Occhi scuri e profondi. Mobilissimi nel suo raccontare quieto. Non un gesto di rabbia né un moto di cuore. Auri Campolonghi in sessant'anni ha distillato tutto. Magari nelle sue pitture e sculture. Magari nei suoi scritti. Non sei lì per ascoltare lei, ma lei quasi scusandosi ha qualcosa da dirti. Un'altra chiazza di colore in questo viaggio tra i dimenticati del '45. Altri pezzi di vita per ricomporre un quadro stinto. Auri è di Sarissola, entroterra di Genova. Sposò Gianfranco «Jean» Repetto dei Repetto di Busalla. Quelli della fabbrica di viti e bulloni. «Avevano 100 dipendenti e un tenore di vita alto. Mio marito dopo l'8 settembre '43 non si schiera né con partigiani né con i fascisti. Per sfuggire ai controlli va a lavorare in porto». Sono sfollati, Auri e famiglia. Tempo di bombe e sequestri. In quell'autunno della guerra vivono a Seminella, una frazione di Busalla. «Due stanze in tutto. La cucina stava due case più su, mio suocero l'aveva ricavata nell'essiccatoio delle castagne». Repetto compra anche una mucca, la tiene nella stalla adiacente all'abitazione dell'ingegner Rugo, proprietario dell'acquedotto Nicolay. Da lui aveva preso in affitto i locali. «Una sera, come tante, esco con mio suocero per mungerla. Lui ha il secchio piano quando si chiude la porta alle spalle e sentiamo un rumore di passi. Vediamo due uomini correre verso la casa dell'ingegnere». Auri stringe le mani e ricompone il quadro dei due partigiani che bussano, dell'ingegnere che esita dietro la porta, di loro che si dichiarano amici. «Ma lui non era colpevole di alcunché. Si fida perché non ha nulla da nascondere. Apre la porta e gli sparano, ferendolo gravemente alle gambe». La moglie con il bimbo di tre mesi si precipita sul ballatoio. «Un attimo per focalizzare il marito a terra in un lago di sangue e i due uomini armati. Quel vigliacchi, uccidete anche me glielo butta addosso con la disperazione della fine. Ma loro scappano».

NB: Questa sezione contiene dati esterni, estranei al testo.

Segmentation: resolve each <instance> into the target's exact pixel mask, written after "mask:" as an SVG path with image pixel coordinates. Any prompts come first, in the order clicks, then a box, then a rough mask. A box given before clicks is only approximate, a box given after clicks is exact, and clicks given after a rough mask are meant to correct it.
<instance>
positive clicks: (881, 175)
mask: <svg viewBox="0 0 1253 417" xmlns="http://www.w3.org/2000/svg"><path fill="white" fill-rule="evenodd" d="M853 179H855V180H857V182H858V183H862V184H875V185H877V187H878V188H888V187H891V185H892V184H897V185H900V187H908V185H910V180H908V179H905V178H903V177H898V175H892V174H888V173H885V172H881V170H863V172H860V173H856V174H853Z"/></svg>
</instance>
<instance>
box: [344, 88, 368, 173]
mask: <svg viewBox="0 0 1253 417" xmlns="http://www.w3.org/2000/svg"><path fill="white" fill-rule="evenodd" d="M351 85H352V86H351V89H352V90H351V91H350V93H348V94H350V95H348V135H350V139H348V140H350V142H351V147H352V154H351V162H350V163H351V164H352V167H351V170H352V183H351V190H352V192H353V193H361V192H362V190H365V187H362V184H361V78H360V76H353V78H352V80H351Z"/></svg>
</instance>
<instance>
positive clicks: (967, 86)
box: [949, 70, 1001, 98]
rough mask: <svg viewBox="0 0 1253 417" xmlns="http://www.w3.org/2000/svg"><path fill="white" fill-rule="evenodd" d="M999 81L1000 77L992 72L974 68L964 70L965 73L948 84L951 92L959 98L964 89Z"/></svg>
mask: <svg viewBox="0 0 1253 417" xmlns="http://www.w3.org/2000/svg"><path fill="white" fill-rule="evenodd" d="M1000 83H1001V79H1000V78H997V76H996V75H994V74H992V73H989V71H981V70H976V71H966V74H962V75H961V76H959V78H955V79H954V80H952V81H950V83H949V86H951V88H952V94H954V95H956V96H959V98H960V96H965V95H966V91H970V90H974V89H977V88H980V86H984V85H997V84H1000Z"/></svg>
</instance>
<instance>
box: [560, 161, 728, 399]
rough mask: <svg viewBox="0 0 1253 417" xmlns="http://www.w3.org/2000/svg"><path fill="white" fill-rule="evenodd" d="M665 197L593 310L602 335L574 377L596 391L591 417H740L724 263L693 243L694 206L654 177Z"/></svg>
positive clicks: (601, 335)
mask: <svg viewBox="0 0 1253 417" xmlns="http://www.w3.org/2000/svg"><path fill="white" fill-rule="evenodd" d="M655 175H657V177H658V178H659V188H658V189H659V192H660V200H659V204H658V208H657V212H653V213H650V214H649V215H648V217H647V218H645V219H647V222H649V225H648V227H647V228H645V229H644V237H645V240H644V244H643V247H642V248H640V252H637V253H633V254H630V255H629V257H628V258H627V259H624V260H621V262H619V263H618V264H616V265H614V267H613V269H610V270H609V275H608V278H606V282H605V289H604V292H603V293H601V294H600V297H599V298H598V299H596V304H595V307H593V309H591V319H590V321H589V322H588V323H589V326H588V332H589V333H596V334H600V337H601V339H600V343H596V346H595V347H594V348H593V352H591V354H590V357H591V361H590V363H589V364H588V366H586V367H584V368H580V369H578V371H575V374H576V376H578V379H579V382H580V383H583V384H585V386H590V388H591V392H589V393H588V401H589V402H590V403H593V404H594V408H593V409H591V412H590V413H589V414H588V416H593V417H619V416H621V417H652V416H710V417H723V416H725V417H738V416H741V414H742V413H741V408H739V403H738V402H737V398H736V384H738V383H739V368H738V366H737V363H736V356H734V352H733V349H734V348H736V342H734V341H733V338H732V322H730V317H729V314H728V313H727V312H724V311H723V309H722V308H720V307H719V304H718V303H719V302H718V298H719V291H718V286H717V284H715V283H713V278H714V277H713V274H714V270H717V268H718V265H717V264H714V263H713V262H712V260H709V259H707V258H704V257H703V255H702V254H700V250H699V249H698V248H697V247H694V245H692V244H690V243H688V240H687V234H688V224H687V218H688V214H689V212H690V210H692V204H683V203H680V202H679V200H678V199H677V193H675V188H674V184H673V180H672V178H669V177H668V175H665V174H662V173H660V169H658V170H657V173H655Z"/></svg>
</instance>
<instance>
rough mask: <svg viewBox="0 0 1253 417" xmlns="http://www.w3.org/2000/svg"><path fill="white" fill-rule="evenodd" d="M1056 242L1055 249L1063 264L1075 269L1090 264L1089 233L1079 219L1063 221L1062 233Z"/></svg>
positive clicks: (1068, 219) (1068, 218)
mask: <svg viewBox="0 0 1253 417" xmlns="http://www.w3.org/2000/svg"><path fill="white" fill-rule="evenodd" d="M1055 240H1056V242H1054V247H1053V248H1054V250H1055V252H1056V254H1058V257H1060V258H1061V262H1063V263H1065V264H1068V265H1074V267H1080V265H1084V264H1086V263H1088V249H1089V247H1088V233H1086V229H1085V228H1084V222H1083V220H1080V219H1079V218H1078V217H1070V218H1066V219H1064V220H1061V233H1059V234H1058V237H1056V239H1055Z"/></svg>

Auri e il suocero cercano di dare i primi soccorsi, trasportando Rugo in casa. Tamponano le ferite con asciugamani in attesa del medico, «mentre i manenti restano in silenzio dietro le porte chiuse. Alle spalle di Seminella - riprende Auri - verso Crocefieschi, c'era una casa abbandonata dove stavano i partigiani. La zona la battevano in lungo e in largo e una sera arrivano a bussare da noi. Apro e mi trovo il mitra sulla pancia. Erano due giovani, dicono a mio suocero di prepararsi, che avrebbe dovuto seguirli. Lui prende tempo, insiste che li conosce, che è inutile facciano gli sbruffoni. Alla fine va con loro». Auri racconta che lo condussero in un edificio. Lo chiusero in una stanza dove passò la notte. All'alba forza la porta ed esce. «Sente delle voci dalla stanza vicina, apre e trova il suo capofabbrica con altri. Gli chiedono un milione, lui contratta per 500.000 lire e lo liberano». Auri quelle due facce se le tiene negli occhi e le riproduce sul retro di un calendario. Due ritratti somiglianti a tal punto da costituire una prova. Il suocero consegna ai partigiani la somma pattuita, ma conserva i ritratti, li piega con cura e li mette nel portafoglio. «Finita la guerra si presenta al locale Cnl, mostra i ritratti dei due e prova a chiedere indietro i soldi». Auri rallenta sul quel passato scremato di emozioni. Vuole essere chiara, vuole proiettare una serie di flash perché la storia di quegli anni possa galleggiare anche nelle trasparenze dolorose di chi aspettava. «Finita la guerra tornammo a casa. Qui però avevano requisito tutto. Poi vengono a prendere anche mio marito». Il momento è drammatico. Auri deve partorire. Va alla clinica Montallegro. Il cuore stretto e l'incognita di un marito che non sa dove sia recluso e perché. «In camera con me c'era la fidanza di un capitano inglese di stanza a Genova. Parliamo, le racconto la mia storia. Lei riferisce al capitano. Che s'informa. Mi dice che mio marito è trattenuto nella prigione della questura. Mi dice di stare tranquilla: non gli era stata imputata alcuna accusa precisa. Grazie al capitano verrà scarcerato». Un lieto fine che distende gli animi, che spiana le barricate. Auri ha detto tutto.

La voce calma, gli occhi lucidi. «Non so se servirà quanto le ho raccontato…». Torna a parlare delle sue opere, della sua vita altra. Ma può succedere che una anche sola pennellata cambi la luce d'un quadro visto troppe volte.